Зал взорвался аплодисментами.
– Да!
– Согласны!
Феодор с Периклом переглянулись…
На закате опоясывающую агору веревку сняли, ворота общественных зданий, алтарей, храмов были заперты на ключ, после чего от трех холмов – Муз, Нимф и Пникса – во все стороны потянулись ручейки служилого люда. Курчавые мраморные головы строго взирали с герм времен Клисфена и Кимона на бредущих по пыльным улочкам жрецов, магистратов, писарей…
Слившись на Панафинейской дороге в многолюдный поток, горожане направлялись к Священным воротам, за которыми многих ждали двуколки, чтобы развезти по демам. Усталые, но довольные члены Совета обсуждали блестящую речь Первого стратега.

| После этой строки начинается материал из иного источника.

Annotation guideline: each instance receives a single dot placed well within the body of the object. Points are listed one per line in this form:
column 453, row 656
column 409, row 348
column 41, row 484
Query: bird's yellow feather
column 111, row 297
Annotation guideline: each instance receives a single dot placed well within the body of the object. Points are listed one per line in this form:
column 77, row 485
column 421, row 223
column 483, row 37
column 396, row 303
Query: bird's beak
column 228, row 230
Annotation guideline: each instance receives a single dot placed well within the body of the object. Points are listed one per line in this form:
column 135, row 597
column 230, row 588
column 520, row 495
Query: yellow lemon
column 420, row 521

На следующий день камнерезы вкопали перед Пропилеями Акрополя столб с надписью о декрете Перикла снарядить экспедицию на Боспор и принести быка в жертву Аполлону Архагету, покровителю колонизаторов, которая заканчивалась пожеланием: «Счастливой судьбы!»
4
Эскадра Перикла продвигалась вдоль Халкидики. Слева по борту тянулся скалистый и неприветливый берег мыса Нимфейон.
Триеры выстроились в кильватерные колонны, стараясь не отрываться от тихоходных пентеконтер[72] и тяжелых грузовых гиппосов[73]. На этот раз охрана торговых лембов[74], которые изо всех сил поспевали за боевыми кораблями, в задачу моряков не входила. Но пираты при виде афинских вымпелов вытаскивали лодки на берег и бежали в горы, поэтому за купцов можно было не опасаться.
Флагман шел во главе эскадры, вспарывая тараном волны. Вестовой весь день не слезал с марса. Первый стратег лично руководил маневром – место опасное, пятьдесят пять лет назад здесь во время бури разбился флот персидского наварха[75] Мардония. Двадцать тысяч гребцов и солдат пошли на корм рыбам.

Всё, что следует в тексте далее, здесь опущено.